Kavala v. Turkey: European Court rebuked

Mehmet Osman Kavala has been detained on spurious charges since October 2017. On 10 December 2019, in the Kavala v Turkey judgment, the European Court of Human Rights (ECtHR) found multiple violations of his rights arising from the unfounded arrest, detention and prosecution of the prominent human rights defender. Unusually, the Court required his immediate release. Mr Kavala and others were subsequently acquitted by a Turkish court, and briefly released. However on 19 February 2020, in a striking rebuke to the authority of the European Court and to the rule of law more broadly, Mr Kavala was rearrested hours after finally gaining his freedom.

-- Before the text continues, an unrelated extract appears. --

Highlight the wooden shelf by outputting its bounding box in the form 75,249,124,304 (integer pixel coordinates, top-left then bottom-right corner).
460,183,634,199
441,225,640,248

His case is emblematic of the crisis facing civil society and the rule of law in Turkey. Vague and broad-reaching laws governing support for terrorism, attacks on constitutional order and criminalising protest and dissent facilitate this type of judicial harassment and the suffocation of human rights defence in Turkey that his case represents. Our third party intervention before the European Court, on behalf of the Turkey Human Rights Litigation Support Project and PEN International, available here, outlines international law standards, including on the appropriate use of criminal law and free expression, and the duties to protect human rights defenders. A summary of the Court’s judgment is here.

On 3 December 2020, the latest resolution of the Committee of Ministers was handed down expressing “profound concern” and calling for Turkey to “assure the applicant’s immediate release.” The resolution is available here.